Before I get into the topic today, I must tell you I did not have a great eating week. I did go out to dinner a lot (I mean A-LOT), but I counted everything... with that said, I was over my points (and extra's). I did increase my activity (a lot), but it seems like when I actually do that - I just can't get full and end up not losing as much weight or gaining. Most comment with "it's muscle" but I know it's not because I'm eating more. So it's eating more, not muscle that's doing it! Anyway - I gained 1.2 this week. BUMMER. I feel kind of bad about it, but honestly I know what went wrong and I've done so well; so this isn't going to stop me! I'll just get right back on that healthy train.
So onto topic!
People are telling me that I'm such an inspiration to them or that I'm motivating them to do this... to get healthy. It's about 50/50 that I hear each word.
I keep thinking about that... I wondered what the difference is. So I've done some reading and found that I hope I'm inspiring people and not motivating them. Wanna know why? Well first off, here are the definitions from dictionary.com:
Both are very positive things, right? Not in my mind (anymore!!!)
Think about it... when you say "I need the motivation to blah blah blah" it's usually because it's something you don't want to do. When you say "I've been inspired to blah blah blah" it usually means you're excited about it and can't wait to do it.
So there! I want to inspire (and be inspired) to continue on my healthy journey. I want to be inspired to continue exercise (I like exercising anyway - well, most of it)" I want to be inspired to eat better (dude, I feel so much better when I eat well anyway). I too have people who have inspired me... but my motivation was that I could no longer feel and look the way I did (that's the negative) and my inspiration is that I can't wait to be excited to do all the things I used to do when I was thin, can't wait to shop and be happy about it!
I can't wait until I'm Healthfully Ever After!
I was about to sign off here... but I promised on my Healthfully Ever After facebook page that I would tell you about my emotional day on Sunday.

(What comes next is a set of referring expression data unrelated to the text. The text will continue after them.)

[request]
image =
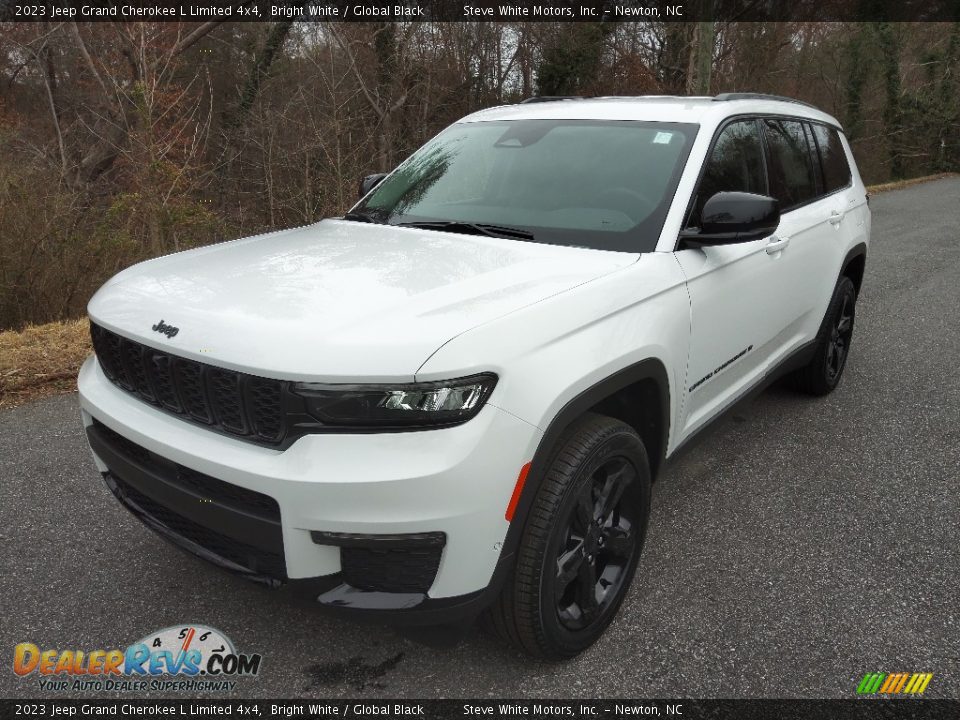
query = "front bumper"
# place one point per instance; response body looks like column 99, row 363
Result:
column 296, row 514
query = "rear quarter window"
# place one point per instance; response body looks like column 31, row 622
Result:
column 833, row 159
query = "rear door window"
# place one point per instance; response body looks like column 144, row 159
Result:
column 789, row 163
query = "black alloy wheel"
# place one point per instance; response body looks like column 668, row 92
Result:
column 832, row 346
column 581, row 541
column 599, row 544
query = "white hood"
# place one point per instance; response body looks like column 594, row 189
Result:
column 336, row 301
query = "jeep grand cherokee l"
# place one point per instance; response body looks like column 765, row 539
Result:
column 453, row 400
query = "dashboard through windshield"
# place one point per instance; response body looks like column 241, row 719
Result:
column 590, row 183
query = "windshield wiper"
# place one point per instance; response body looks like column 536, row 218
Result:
column 359, row 217
column 471, row 228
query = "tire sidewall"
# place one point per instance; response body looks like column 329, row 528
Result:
column 623, row 444
column 844, row 288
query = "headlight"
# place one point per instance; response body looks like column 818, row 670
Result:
column 447, row 402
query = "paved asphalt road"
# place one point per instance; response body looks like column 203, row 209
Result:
column 802, row 544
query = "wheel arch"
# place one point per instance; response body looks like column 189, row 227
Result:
column 854, row 265
column 638, row 395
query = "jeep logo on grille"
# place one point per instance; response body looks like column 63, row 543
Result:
column 168, row 330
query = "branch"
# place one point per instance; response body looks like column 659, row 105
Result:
column 190, row 40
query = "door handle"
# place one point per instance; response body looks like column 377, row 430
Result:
column 776, row 245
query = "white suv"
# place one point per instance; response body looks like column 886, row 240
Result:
column 455, row 398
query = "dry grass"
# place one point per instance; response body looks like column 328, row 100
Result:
column 898, row 184
column 41, row 360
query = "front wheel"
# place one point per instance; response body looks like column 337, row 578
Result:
column 822, row 375
column 580, row 546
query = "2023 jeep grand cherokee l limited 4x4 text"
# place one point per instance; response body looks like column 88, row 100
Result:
column 455, row 398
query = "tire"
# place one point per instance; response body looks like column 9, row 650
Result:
column 822, row 374
column 545, row 608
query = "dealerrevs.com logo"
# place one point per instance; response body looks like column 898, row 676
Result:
column 181, row 657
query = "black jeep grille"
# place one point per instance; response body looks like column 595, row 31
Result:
column 235, row 403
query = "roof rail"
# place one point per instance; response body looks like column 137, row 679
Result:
column 723, row 97
column 550, row 98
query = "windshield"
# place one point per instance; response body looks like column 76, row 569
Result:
column 589, row 183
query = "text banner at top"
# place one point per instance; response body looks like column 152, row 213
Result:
column 477, row 10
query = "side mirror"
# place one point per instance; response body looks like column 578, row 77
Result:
column 369, row 182
column 734, row 217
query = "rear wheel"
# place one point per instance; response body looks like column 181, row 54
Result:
column 581, row 544
column 822, row 375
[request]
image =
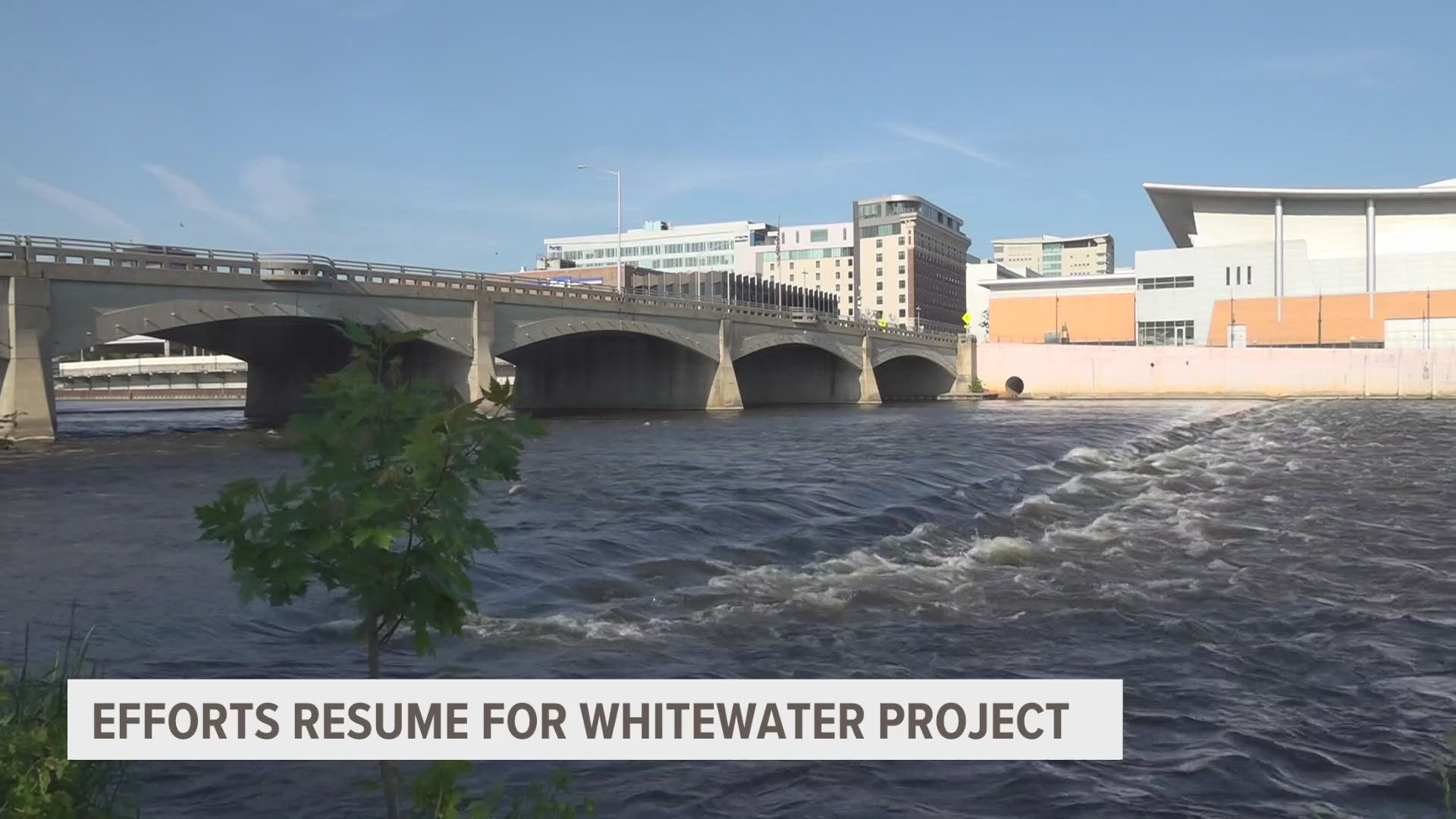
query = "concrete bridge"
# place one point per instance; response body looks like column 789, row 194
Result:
column 573, row 347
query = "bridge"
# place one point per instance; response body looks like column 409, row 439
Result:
column 573, row 347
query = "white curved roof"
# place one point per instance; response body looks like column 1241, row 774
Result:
column 1175, row 203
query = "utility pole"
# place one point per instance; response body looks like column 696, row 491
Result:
column 620, row 267
column 1320, row 321
column 1427, row 318
column 778, row 257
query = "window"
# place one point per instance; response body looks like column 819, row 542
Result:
column 878, row 231
column 1166, row 333
column 1165, row 281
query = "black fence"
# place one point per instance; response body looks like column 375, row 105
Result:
column 730, row 286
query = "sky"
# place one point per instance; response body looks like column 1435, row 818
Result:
column 449, row 133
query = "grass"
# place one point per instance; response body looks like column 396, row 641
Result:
column 36, row 777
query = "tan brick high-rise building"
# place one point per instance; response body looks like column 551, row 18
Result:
column 909, row 260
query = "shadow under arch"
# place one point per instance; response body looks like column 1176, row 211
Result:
column 610, row 371
column 287, row 354
column 795, row 373
column 913, row 378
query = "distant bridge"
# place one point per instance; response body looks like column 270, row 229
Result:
column 573, row 347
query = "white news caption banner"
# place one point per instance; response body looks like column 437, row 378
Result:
column 596, row 719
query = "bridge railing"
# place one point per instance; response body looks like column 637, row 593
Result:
column 313, row 267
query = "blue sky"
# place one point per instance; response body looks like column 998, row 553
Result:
column 449, row 133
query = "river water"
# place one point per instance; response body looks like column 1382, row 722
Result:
column 1273, row 582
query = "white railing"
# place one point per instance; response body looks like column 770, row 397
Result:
column 53, row 249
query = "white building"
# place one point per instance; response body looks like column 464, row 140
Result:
column 1302, row 265
column 820, row 257
column 1057, row 256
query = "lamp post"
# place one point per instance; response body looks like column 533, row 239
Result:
column 622, row 284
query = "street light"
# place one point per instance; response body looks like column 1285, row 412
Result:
column 622, row 284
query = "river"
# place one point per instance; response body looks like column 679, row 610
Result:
column 1273, row 582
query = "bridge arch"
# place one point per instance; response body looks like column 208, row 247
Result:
column 610, row 369
column 797, row 373
column 287, row 343
column 912, row 375
column 511, row 338
column 842, row 350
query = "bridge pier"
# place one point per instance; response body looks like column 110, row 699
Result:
column 482, row 363
column 965, row 375
column 724, row 392
column 868, row 384
column 27, row 391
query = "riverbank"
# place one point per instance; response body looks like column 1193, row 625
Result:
column 1218, row 372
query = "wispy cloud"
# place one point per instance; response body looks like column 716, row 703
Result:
column 98, row 215
column 193, row 197
column 943, row 140
column 1362, row 66
column 360, row 9
column 277, row 193
column 669, row 177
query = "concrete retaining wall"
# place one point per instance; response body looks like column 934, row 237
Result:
column 1090, row 371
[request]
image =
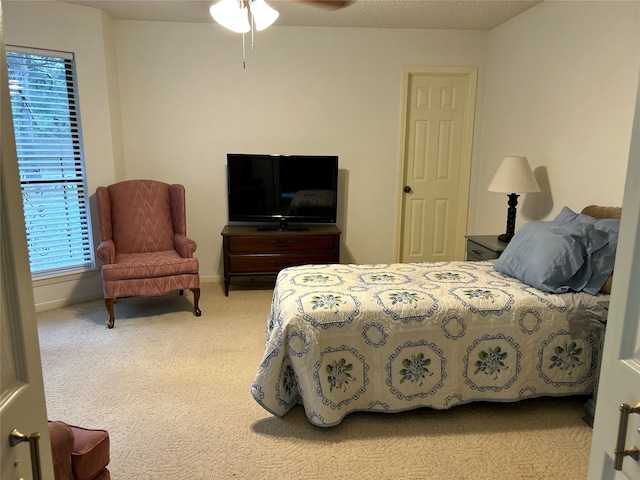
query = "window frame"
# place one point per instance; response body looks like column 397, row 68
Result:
column 63, row 162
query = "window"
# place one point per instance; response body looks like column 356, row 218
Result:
column 46, row 121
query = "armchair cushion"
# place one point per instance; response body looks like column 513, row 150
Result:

- I went shopping... for a bra. I cried, because I wasn't a C. I wanted to be a C, I was a D! So here's the deal (those that are gifted in the breasticle area will understand this)... bra companies mess with our minds! At one store/brand, we are one size and at another we are another size. The only thing they really can't/shouldn't mess with us on is the band size. I found that to be fairly true... but the cup size THREW ME OFF. Before starting last year, I had to go to a 44DD bra at Lane Bryant. Lane Bryant is what I call the Fat Store (which is sooo mean and once I lose weight, I will no longer refer to it as that... but while I still fit into their clothes I feel I can). So... I've gone down a few sizes in their bra's and the last i had was a 40 D... so I was expecting to be a 38 C going into this. I was not, am not and will not be a C in "normal" bra sizes for a LONG TIME. I spilled out... spilled out of most of the D's too.... but I found one that fit and one that was comfortable... but I cried because I want them to be smaller!
- After I got home from bra shopping, my husband and I cleaned house to get ready to go to the Good Will... ummmm... we cleaned my stuff out really. I have hardly anything left. 4 leaf garbage bags of clothes filled (I couldn't even lift it)... took the whole back of my SUV (CR-V so it's small) and then filled up the back seat with othe random stuff. I almost cried. I have ONE pair of shorts that fit right now... I did find two dress pants that will fit for a while, but everything else (including all my cropped pants, 40+ Tshirts, 30 sweaters, etc.) is gone. While it's a great feeling that they don't fit... It makes me realize the commitment I've made to never go back!